ORCAgym

This repository is a bare-bones version of gpuGym for our ICRA 2024 paper Learning Emergent Gaits with Decentralized Phase Oscillators: on the role of Observations, Rewards, and Feedback, which is a port of legged_gym from the good folk over at RSL (code, website, paper).
A more up-to-date repo is available at pkGym, which includes the oscillator implementation, but will eventually diverge from the paper resuls (and does not include some of the analysis scripts). We recommend that repo for new projects; compared to RSL legged_gym, this fork differs in some substantial refactoring, which makes exploring different implementations easier.
Feel free to open issues both about the code and the paper.

See Parameters
Run Experiments
Install

Reading the Code

The overall code is organized in a similar fashion to legged_gym, in case you're familiar with it. We recommend first reading the config file, gym/envs/mini_cheetah/mini_cheetah_osc_config.py.
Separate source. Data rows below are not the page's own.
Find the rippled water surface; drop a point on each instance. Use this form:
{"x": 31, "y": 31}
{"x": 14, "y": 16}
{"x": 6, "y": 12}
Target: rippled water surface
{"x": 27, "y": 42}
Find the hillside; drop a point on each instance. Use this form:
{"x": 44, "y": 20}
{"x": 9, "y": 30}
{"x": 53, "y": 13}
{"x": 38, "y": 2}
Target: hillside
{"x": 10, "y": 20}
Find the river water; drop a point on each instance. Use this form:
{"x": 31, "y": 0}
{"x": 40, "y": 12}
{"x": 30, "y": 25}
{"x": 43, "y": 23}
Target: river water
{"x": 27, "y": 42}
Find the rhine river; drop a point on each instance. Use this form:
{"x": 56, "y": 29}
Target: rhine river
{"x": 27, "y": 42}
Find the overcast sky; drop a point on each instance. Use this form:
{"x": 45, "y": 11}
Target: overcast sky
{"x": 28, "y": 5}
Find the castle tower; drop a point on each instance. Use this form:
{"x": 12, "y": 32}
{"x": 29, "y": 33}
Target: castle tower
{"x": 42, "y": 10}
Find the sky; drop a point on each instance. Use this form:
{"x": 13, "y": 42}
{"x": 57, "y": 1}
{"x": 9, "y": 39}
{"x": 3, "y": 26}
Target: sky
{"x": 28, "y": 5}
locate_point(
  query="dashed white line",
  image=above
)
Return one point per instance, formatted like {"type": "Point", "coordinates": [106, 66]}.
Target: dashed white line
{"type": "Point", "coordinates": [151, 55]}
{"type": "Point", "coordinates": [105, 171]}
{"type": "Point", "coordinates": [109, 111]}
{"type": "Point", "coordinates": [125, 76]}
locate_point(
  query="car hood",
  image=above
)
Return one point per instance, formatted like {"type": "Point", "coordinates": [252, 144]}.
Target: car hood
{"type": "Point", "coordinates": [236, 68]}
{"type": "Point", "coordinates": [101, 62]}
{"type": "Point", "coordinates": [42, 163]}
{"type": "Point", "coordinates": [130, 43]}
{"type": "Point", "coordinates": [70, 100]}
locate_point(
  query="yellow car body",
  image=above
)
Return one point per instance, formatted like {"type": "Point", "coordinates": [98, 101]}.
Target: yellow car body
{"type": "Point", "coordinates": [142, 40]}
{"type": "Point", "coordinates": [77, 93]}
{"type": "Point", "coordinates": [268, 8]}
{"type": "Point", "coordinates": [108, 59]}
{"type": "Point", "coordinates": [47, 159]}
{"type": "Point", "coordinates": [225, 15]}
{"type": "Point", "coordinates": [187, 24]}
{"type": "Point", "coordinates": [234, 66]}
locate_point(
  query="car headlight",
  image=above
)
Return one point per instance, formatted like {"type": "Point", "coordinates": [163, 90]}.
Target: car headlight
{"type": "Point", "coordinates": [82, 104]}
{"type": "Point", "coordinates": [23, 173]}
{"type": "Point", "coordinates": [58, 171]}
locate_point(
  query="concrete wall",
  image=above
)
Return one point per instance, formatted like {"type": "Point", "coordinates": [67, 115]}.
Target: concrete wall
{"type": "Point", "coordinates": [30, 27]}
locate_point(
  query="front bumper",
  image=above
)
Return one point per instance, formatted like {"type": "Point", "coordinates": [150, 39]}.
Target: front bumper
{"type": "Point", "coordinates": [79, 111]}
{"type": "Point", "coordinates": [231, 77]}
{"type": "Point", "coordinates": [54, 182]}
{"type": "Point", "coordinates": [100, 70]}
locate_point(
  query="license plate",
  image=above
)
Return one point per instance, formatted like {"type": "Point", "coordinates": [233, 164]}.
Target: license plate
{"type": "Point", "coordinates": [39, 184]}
In particular, search for:

control to see/change PD gains and control frequency
osc to see/change oscillator parameters
policy to see
- neural network details
- actor and critic observations
- actions
- weights for reward weights
algorithm for PPO hyperparameters Next, see the file gym/envs/mini_cheetah/mini_cheetah_osc.py for implementation details on the reward (all starting with def _reward_XXX() where XXX matches the weights name in the config file). Oscillator-related code is in the functions compute_osc_slope() (see equation 5 in paper) and _step_oscillators(). Gait-similarity rewards were used for internal evaluation but not used in the paper.

Reproducing Paper Results

Evaluated trained ORC Policies from the Paper

All scripts are in "gym/scripts"
You can either download the pre-trained policies here, or train them locally by running python train_ORC_all.py (in "gym/scripts"), which will iterate over the training with all ORC combinations once. For the entire set of policies used in the paper, this was run 10 time (or rather, change l48 to all_toggles = 10*['000', '010', '011', '100', '101', '110', '111']), but this will take a long time, roughly overnight on a GTX4090...
- If you download the policies, make a directory "logs" inside ORCAgym, and copy all subfolders ("ORC_xxx_FullSend") into it
cd into ORCAgym/gym/scripts folder
python play_ORC.py --task=mini_cheetah_osc --ORC_toggle=<xxx>
- By default the loaded policy is the last model of the last run of the experiment folder corresponding to the ORC_toggle
- Other runs/model iteration can be selected by setting --load_run and --checkpoint.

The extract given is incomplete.